For one half, it was like Joe Frazier and Muhammad Ali. Cascade Christian and Dayton went toe-to-toe in the first half, trading jabs, but neither taking a fall. It had all the makings of a standoff for the ages.
Competing with 14 players, it has always been understood that in a battle like this, Cascade Christian would be in trouble if injuries and fatigue became factors. The 8-2 Pirates cracked the door open, and then poured through it to finish the Challengers season at 8-2.
Brandon Parker, Ryan Crowl, and Nathan Spurlock gave all that they had left to contribute. Fatigue took its toll on the fiercely competitive Nikhil Joseph, and skilleful freshman Mikey Melvin. Substitutions meant re-arranging the lineup, forcing Cascade to compete with a makeshift lineup. Forward Levi Sciapiti was placed on the back line, Parker spent time as a central midfielder, and reserves Connor Willis and Joshua Clark played with gusto wherever asked.

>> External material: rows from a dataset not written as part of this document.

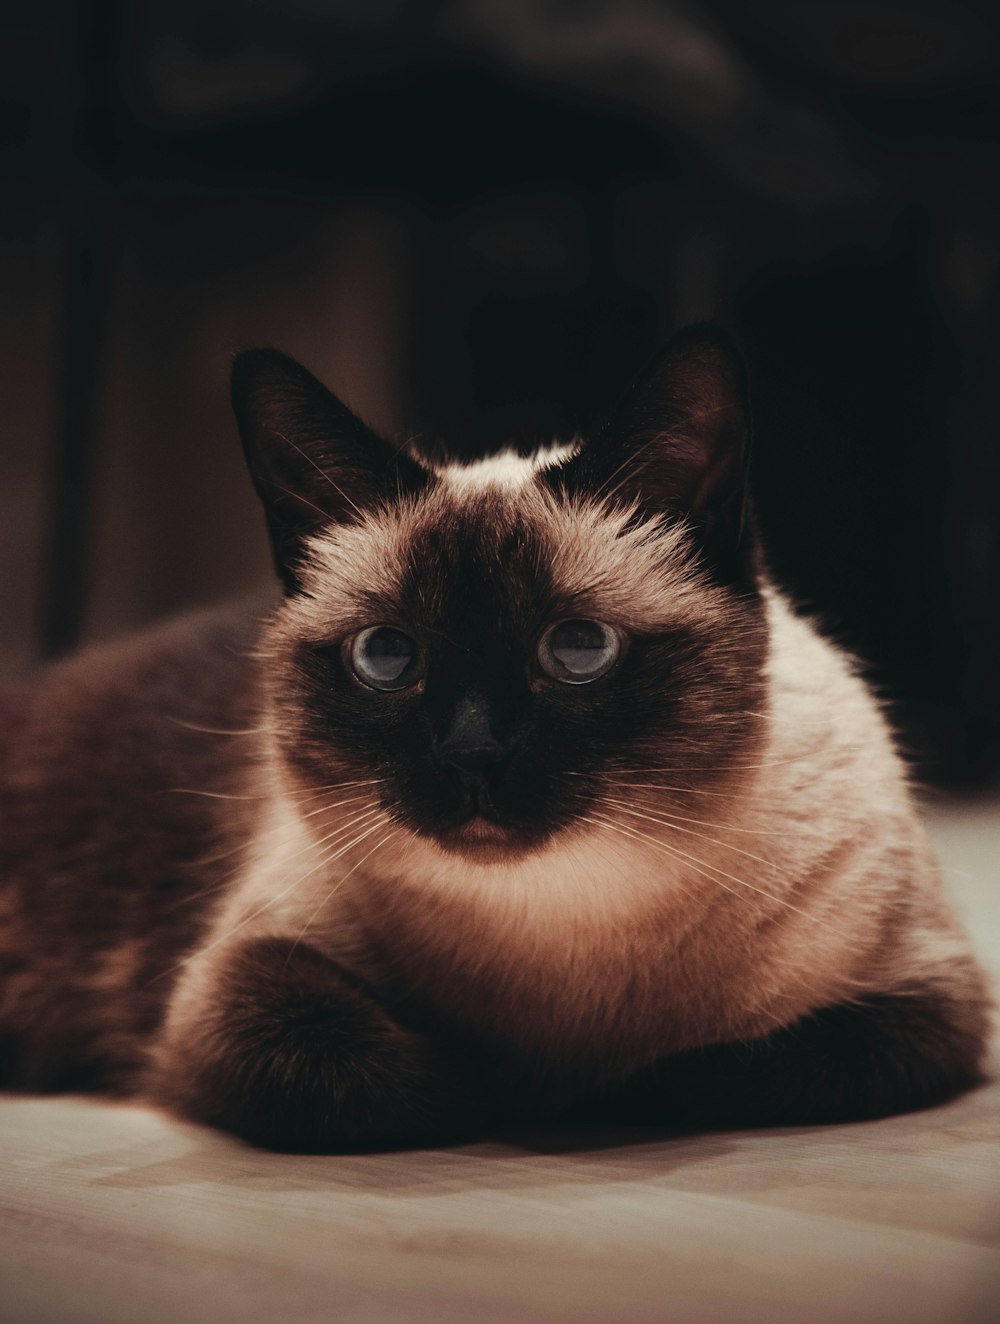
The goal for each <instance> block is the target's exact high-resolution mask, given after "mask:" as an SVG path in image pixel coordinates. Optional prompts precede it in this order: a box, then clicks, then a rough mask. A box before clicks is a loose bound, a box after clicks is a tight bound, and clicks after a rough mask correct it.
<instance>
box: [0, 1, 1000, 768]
mask: <svg viewBox="0 0 1000 1324" xmlns="http://www.w3.org/2000/svg"><path fill="white" fill-rule="evenodd" d="M991 8H992V7H981V8H974V7H972V5H968V4H962V3H954V0H952V3H947V4H946V3H918V0H911V3H906V4H903V3H895V0H894V3H887V4H881V3H873V4H872V3H866V4H860V3H853V0H837V3H825V0H821V3H803V0H754V3H752V4H750V3H747V4H740V5H726V4H718V3H698V4H670V3H654V0H619V3H599V0H576V3H572V4H570V3H540V0H454V3H413V0H411V3H408V0H350V3H344V0H342V3H336V0H327V3H319V0H285V3H281V4H278V3H256V4H253V3H236V0H199V3H188V0H172V3H167V0H136V3H132V4H93V3H91V4H83V3H81V4H75V5H70V4H58V3H44V0H42V3H34V4H32V5H24V7H23V8H21V9H20V11H19V9H17V8H16V7H13V5H9V4H8V5H5V7H4V9H3V17H1V19H0V33H1V36H3V57H1V58H0V98H1V102H0V127H1V131H3V146H1V147H0V151H1V152H3V208H0V282H1V286H3V299H1V301H0V369H1V371H3V426H1V432H0V482H3V506H1V507H0V508H1V510H3V524H1V526H0V553H1V555H3V579H1V581H0V583H1V589H0V592H1V601H0V632H1V637H0V665H3V669H4V670H5V671H8V673H12V671H17V670H21V669H24V667H25V666H29V665H30V663H32V662H33V661H34V659H37V658H38V657H42V655H46V654H56V653H58V651H62V650H65V649H68V647H70V646H73V645H74V643H77V642H78V641H81V639H85V641H86V639H95V638H105V637H110V636H114V634H117V633H121V632H122V630H125V629H128V628H134V626H136V625H140V624H143V622H144V621H148V620H152V618H155V617H158V616H162V614H164V613H166V612H170V610H174V609H177V608H181V606H184V605H188V604H192V602H200V601H207V600H211V598H216V597H220V596H225V594H226V593H233V592H241V591H244V589H246V588H250V587H253V585H254V584H256V583H258V581H260V580H261V579H264V577H266V576H268V572H269V571H268V556H266V548H265V540H264V534H262V523H261V520H260V518H258V514H257V511H256V508H254V502H253V498H252V495H250V489H249V483H248V481H246V479H245V475H244V473H242V466H241V459H240V454H238V445H237V442H236V434H234V429H233V425H232V422H230V421H229V414H228V401H226V371H228V364H229V360H230V357H232V355H233V352H234V351H236V350H238V348H244V347H246V346H249V344H254V343H273V344H277V346H278V347H279V348H283V350H286V351H287V352H290V354H293V355H295V356H298V357H301V359H302V360H303V361H305V363H306V364H307V365H309V367H310V368H311V369H313V371H314V372H317V373H318V375H319V376H322V377H325V379H326V380H327V381H328V384H330V385H331V387H332V388H334V389H336V391H338V392H339V393H342V395H343V396H344V397H346V399H347V400H348V401H350V402H351V404H352V405H354V406H355V408H356V409H358V410H359V412H360V413H363V414H364V416H367V417H368V418H370V421H372V422H374V424H375V425H376V426H380V428H383V429H385V430H388V432H393V433H397V434H413V433H419V434H421V436H423V437H424V438H434V440H440V441H441V442H444V444H446V445H448V446H449V448H450V449H453V450H460V451H465V453H470V454H472V453H475V451H479V450H483V449H490V448H494V446H498V445H501V444H505V442H509V441H514V442H518V444H527V442H534V441H538V440H546V438H550V437H551V436H552V434H560V436H570V434H571V433H572V432H575V430H576V429H579V428H585V426H587V424H588V422H589V421H591V420H593V418H596V417H599V416H600V414H601V412H603V410H604V409H607V408H608V406H609V404H611V402H612V401H613V400H615V397H616V396H617V395H619V393H620V391H621V389H623V387H624V385H625V384H626V381H628V379H629V376H630V375H632V373H633V372H634V371H636V368H637V367H638V365H640V364H641V363H642V360H644V359H645V357H646V356H648V355H649V354H650V352H652V351H653V350H654V348H656V346H657V344H658V343H661V342H662V340H664V339H665V338H666V336H668V335H669V334H670V331H672V330H674V328H675V327H678V326H682V324H683V323H686V322H691V320H699V319H703V318H721V319H723V320H726V322H727V323H728V324H730V326H731V327H732V328H734V330H735V331H736V332H738V334H739V336H740V338H742V340H743V344H744V347H746V352H747V357H748V363H750V368H751V373H752V380H754V387H755V421H756V451H755V491H756V499H758V506H759V510H760V520H762V526H763V528H764V532H766V538H767V543H768V547H770V552H771V557H772V561H774V564H775V565H776V568H777V571H779V573H780V576H781V577H783V579H784V581H785V583H787V584H789V585H791V587H792V588H793V591H795V593H796V594H797V597H799V600H800V601H801V602H804V604H805V605H808V606H811V608H815V609H819V610H820V613H821V614H823V617H824V618H825V620H826V621H828V622H829V625H830V626H832V628H833V630H834V632H836V633H837V636H838V637H840V638H841V639H844V641H845V642H846V643H848V645H849V646H852V647H853V649H856V650H857V651H858V653H860V654H861V655H862V657H864V658H865V661H866V662H868V663H869V667H870V673H872V675H873V677H874V679H875V681H877V683H878V685H879V687H881V688H882V691H883V692H885V694H886V696H887V698H889V699H890V702H891V703H893V711H894V712H895V715H897V719H898V722H899V723H901V726H902V730H903V733H905V737H906V741H907V744H909V747H910V749H911V752H913V755H914V759H915V761H917V767H918V769H919V772H921V775H922V776H925V777H926V779H928V780H934V781H939V782H942V784H947V785H966V786H970V785H984V784H987V782H991V781H996V779H997V776H999V775H1000V682H999V681H997V675H999V674H1000V625H999V613H997V601H1000V573H999V571H1000V518H999V515H997V508H999V504H1000V502H999V494H1000V450H999V448H997V444H996V425H995V413H996V402H995V396H996V384H997V368H1000V319H999V318H997V306H999V302H1000V240H999V238H997V236H1000V205H999V203H997V189H996V179H997V167H999V166H1000V146H999V144H1000V85H999V82H997V64H999V61H997V20H996V19H995V17H991V16H989V9H991Z"/></svg>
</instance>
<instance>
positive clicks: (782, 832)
mask: <svg viewBox="0 0 1000 1324" xmlns="http://www.w3.org/2000/svg"><path fill="white" fill-rule="evenodd" d="M604 798H605V800H607V802H608V804H611V805H620V806H621V808H623V809H624V810H625V812H628V813H636V812H637V810H634V809H632V808H630V802H629V801H628V800H620V798H619V797H616V796H605V797H604ZM646 808H648V806H646ZM652 813H653V810H650V814H652ZM656 814H660V816H661V817H658V818H656V821H657V822H661V824H665V825H666V826H675V825H677V824H698V826H699V827H713V829H715V831H738V833H742V834H748V835H751V837H777V838H779V839H780V841H789V839H793V838H803V837H807V838H808V837H819V835H821V834H820V833H809V831H799V833H787V831H770V830H768V829H767V827H736V826H735V825H730V824H710V822H706V820H703V818H687V817H686V816H685V814H672V813H670V812H669V810H666V809H657V810H656ZM666 820H669V824H666ZM677 831H691V829H690V827H677ZM691 835H694V837H701V835H703V833H691ZM705 839H706V841H710V842H711V843H713V845H714V846H728V849H730V850H739V847H738V846H730V843H728V842H722V841H715V838H714V837H705ZM740 854H743V855H746V854H748V851H746V850H744V851H740ZM750 858H751V859H760V857H759V855H750ZM760 863H762V865H770V863H772V862H771V861H767V859H760Z"/></svg>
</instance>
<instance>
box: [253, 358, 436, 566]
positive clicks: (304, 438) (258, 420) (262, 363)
mask: <svg viewBox="0 0 1000 1324" xmlns="http://www.w3.org/2000/svg"><path fill="white" fill-rule="evenodd" d="M232 399H233V409H234V412H236V421H237V424H238V426H240V438H241V441H242V445H244V451H245V454H246V463H248V467H249V470H250V477H252V478H253V483H254V487H256V489H257V494H258V495H260V498H261V500H262V502H264V508H265V511H266V515H268V530H269V532H270V538H272V545H273V548H274V563H275V565H277V569H278V575H279V576H281V577H282V580H283V583H285V587H286V589H287V591H289V592H294V591H295V589H297V588H298V580H297V573H295V567H297V565H298V563H299V561H301V559H302V549H303V547H302V544H303V539H305V538H306V536H307V535H309V534H314V532H317V531H318V530H321V528H323V527H325V526H327V524H340V523H351V522H354V520H358V519H362V518H363V516H364V514H366V512H367V511H370V510H371V508H372V507H375V506H377V504H380V503H384V502H387V500H392V499H395V498H397V496H399V495H401V494H403V493H407V491H417V490H419V489H420V487H421V486H423V483H424V482H425V479H426V474H425V471H424V470H423V469H421V467H420V465H417V463H416V462H415V461H412V459H411V458H409V457H408V455H404V454H400V453H399V451H397V450H395V448H393V446H391V445H389V442H387V441H384V440H383V438H381V437H377V436H376V434H375V433H374V432H371V429H370V428H366V425H364V424H363V422H362V421H360V420H359V418H356V417H355V416H354V414H352V413H351V410H350V409H348V408H347V405H344V404H342V402H340V401H339V400H338V399H336V396H335V395H332V392H330V391H327V389H326V387H325V385H322V383H319V381H317V379H315V377H314V376H313V373H311V372H307V371H306V369H305V368H303V367H302V365H301V364H298V363H295V360H294V359H289V357H287V356H286V355H283V354H279V352H278V351H277V350H248V351H246V352H245V354H241V355H238V357H237V359H236V361H234V363H233V372H232Z"/></svg>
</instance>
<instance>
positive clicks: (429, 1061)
mask: <svg viewBox="0 0 1000 1324" xmlns="http://www.w3.org/2000/svg"><path fill="white" fill-rule="evenodd" d="M151 1092H152V1095H154V1098H156V1099H158V1100H159V1102H162V1103H166V1104H167V1106H168V1107H172V1108H175V1110H176V1111H179V1112H183V1113H184V1115H187V1116H191V1117H195V1119H197V1120H200V1121H208V1123H211V1124H212V1125H217V1127H223V1128H224V1129H226V1131H232V1132H234V1133H237V1135H240V1136H244V1137H245V1139H246V1140H250V1141H253V1143H254V1144H260V1145H265V1147H268V1148H272V1149H285V1151H307V1152H325V1151H338V1149H351V1148H379V1147H396V1145H407V1144H420V1143H428V1141H432V1140H457V1139H462V1137H466V1136H470V1135H475V1133H478V1132H479V1131H481V1129H482V1128H483V1127H485V1124H486V1120H487V1106H486V1095H485V1091H479V1090H478V1088H477V1086H475V1082H474V1070H473V1067H472V1066H470V1064H469V1063H466V1062H465V1061H464V1059H462V1058H461V1054H458V1053H456V1051H453V1050H449V1049H446V1047H445V1046H442V1045H437V1043H436V1042H433V1041H432V1039H430V1038H426V1037H425V1035H423V1034H416V1033H413V1031H411V1030H408V1029H404V1027H403V1026H400V1025H399V1023H397V1022H396V1021H395V1019H393V1018H392V1017H391V1016H389V1013H388V1012H387V1010H385V1009H384V1008H381V1006H380V1005H379V1004H377V1002H376V1001H375V998H374V997H372V996H371V994H370V993H367V992H366V990H364V989H363V988H360V986H359V985H358V984H356V981H354V980H352V978H351V977H350V976H348V974H346V973H344V972H343V970H340V969H339V968H338V967H336V965H335V964H334V963H332V961H330V960H327V959H326V957H325V956H323V955H322V953H321V952H318V951H315V949H314V948H310V947H306V945H303V944H294V943H291V941H290V940H286V939H258V940H254V941H250V943H246V944H244V945H241V947H238V948H237V949H234V951H232V952H229V953H228V955H226V956H225V957H224V959H221V960H220V961H219V964H217V967H216V969H215V970H213V972H212V977H211V980H209V981H208V984H207V986H205V989H204V992H203V993H201V996H200V998H199V1001H197V1004H196V1005H195V1008H193V1009H191V1010H188V1012H187V1013H185V1016H184V1017H180V1018H176V1019H174V1021H172V1022H171V1023H170V1026H168V1030H167V1033H166V1034H164V1039H163V1042H162V1045H160V1046H159V1050H158V1053H156V1057H155V1066H154V1071H152V1082H151Z"/></svg>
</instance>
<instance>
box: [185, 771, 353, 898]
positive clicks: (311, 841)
mask: <svg viewBox="0 0 1000 1324" xmlns="http://www.w3.org/2000/svg"><path fill="white" fill-rule="evenodd" d="M358 798H360V797H358ZM323 808H327V806H326V805H325V806H323ZM376 810H377V806H375V808H374V809H371V810H363V812H360V813H358V814H354V816H352V817H351V818H348V820H347V822H344V824H340V825H339V826H338V827H335V829H334V830H332V831H330V833H327V835H326V837H321V838H319V839H318V841H314V839H310V841H309V842H306V845H305V846H299V849H298V850H293V851H291V854H289V855H286V857H285V858H283V859H282V861H279V862H278V865H277V866H275V867H278V869H285V866H286V865H290V863H291V861H293V859H298V857H299V855H303V854H305V853H306V851H307V850H313V849H317V847H319V846H323V845H326V843H327V842H330V841H332V839H334V838H335V837H340V835H343V834H344V833H346V831H350V830H351V829H352V827H355V826H356V825H358V824H359V822H360V821H362V820H364V818H370V817H371V816H372V814H374V813H375V812H376ZM319 812H321V810H317V813H319ZM305 817H310V816H309V814H306V816H305ZM283 826H285V825H283V824H277V825H275V826H274V827H268V829H265V830H264V831H262V833H260V834H258V835H257V837H253V838H250V841H248V842H244V843H242V845H240V846H237V847H236V849H234V850H230V851H226V853H225V855H220V857H219V858H220V859H225V858H226V855H234V854H236V853H237V851H240V850H248V851H249V850H250V847H253V846H254V843H256V842H257V841H260V838H261V837H265V835H272V834H273V833H275V831H282V830H283ZM244 867H245V865H242V863H241V865H240V866H238V867H237V869H234V870H232V871H230V873H228V874H226V876H225V878H224V879H223V880H221V882H219V883H212V884H209V886H208V887H203V888H200V890H199V891H196V892H192V894H191V895H189V896H183V898H181V899H180V900H177V902H175V903H174V904H172V906H168V907H166V908H164V912H163V914H172V912H174V911H176V910H180V907H181V906H188V904H191V903H192V902H196V900H201V899H203V898H205V896H211V895H213V894H215V892H220V891H223V890H224V888H226V887H232V886H233V883H234V882H236V879H237V878H238V876H240V874H241V871H242V870H244Z"/></svg>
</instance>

The stat sheet says Dylan Westlake surrendered six goals. What the score doesn’t tell you that he made more in the way of spectacular plays than a goalkeeper should ever have to. The freshman was more than equal to the task, earning the respect of teammates, coaches and even opponents.
The meeting marks the bittersweet end of the high school soccer careers of Ryan Crowl, Solomon Hewitt, Levi Marincus, Jonny McCoy, Anders Meilicke, Levi Sciapiti, Nathan Spurlock and Connor Willis. We are proud of all them. Hewitt, Meilicke and Spurlock gave the team a stingy defense and intensity. Crowl and McCoy gave the team offensive creativity and defensive support, and the Levi’s combined with McCoy to give the team their top three scorers.

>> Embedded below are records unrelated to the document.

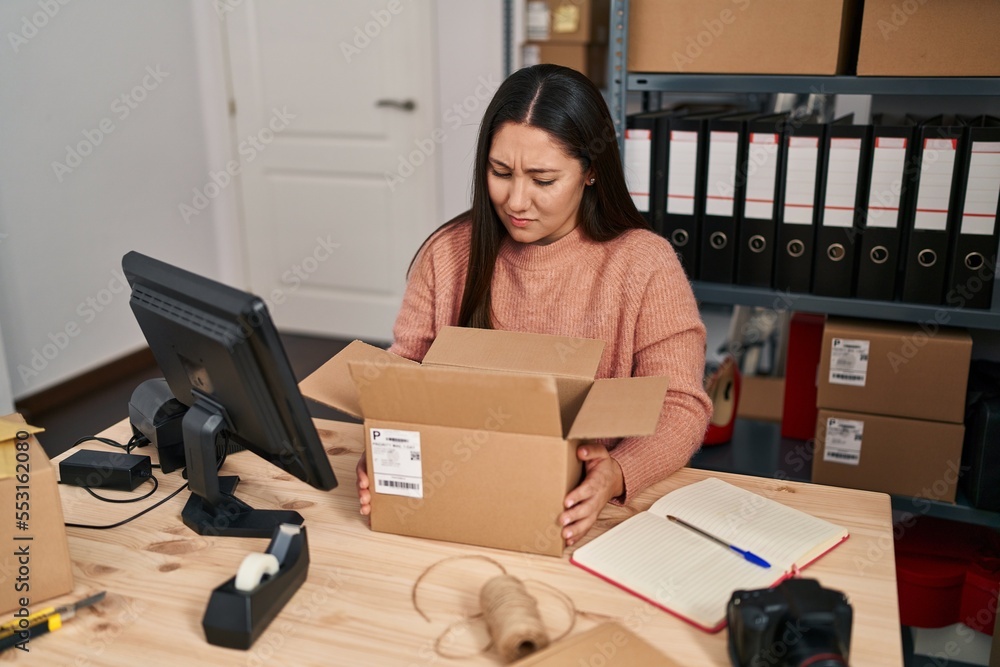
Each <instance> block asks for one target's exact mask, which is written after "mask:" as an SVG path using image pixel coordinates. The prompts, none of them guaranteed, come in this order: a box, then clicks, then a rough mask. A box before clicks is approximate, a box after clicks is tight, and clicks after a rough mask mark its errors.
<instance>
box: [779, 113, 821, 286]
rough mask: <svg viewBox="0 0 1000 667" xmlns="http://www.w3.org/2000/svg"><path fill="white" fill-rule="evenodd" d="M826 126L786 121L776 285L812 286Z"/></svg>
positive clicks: (805, 122)
mask: <svg viewBox="0 0 1000 667" xmlns="http://www.w3.org/2000/svg"><path fill="white" fill-rule="evenodd" d="M825 136H826V132H825V127H824V126H823V125H822V124H820V123H819V122H817V121H815V120H803V119H796V120H793V121H790V122H788V123H786V124H785V134H784V136H783V138H782V140H783V141H784V143H785V150H786V153H785V161H784V163H783V165H782V168H781V171H780V173H781V180H782V181H783V183H784V189H783V194H782V197H781V205H780V206H779V207H778V222H777V225H776V229H777V238H776V248H775V256H774V287H775V288H776V289H780V290H789V291H792V292H808V291H809V288H810V287H811V285H812V262H813V252H814V250H813V247H814V245H815V242H816V216H817V213H816V210H817V204H818V202H819V196H818V195H819V191H820V175H821V174H820V164H821V162H822V160H823V141H824V137H825Z"/></svg>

The underclassmen grew by leaps and bounds. Parker, Melvin, Joseph, Westlake, Samuel Hewitt (who was injured during warmups) and Clark, all made tremendous strides, and with hopefully more help on the way, make a nucleus for a program who may have to do some rebuilding first- but then have a great future down the road.
Hats off to Coach Javier De La Mora. His instruction and spiritual impact were just as historic as the contributions of his players. Combining Season One “fall ball,” and a Season 3 spring campaign- he gave WAY more than he received, and from the AD to the parents to the players- there’s a great sense of gratitude to have this kind of leadership.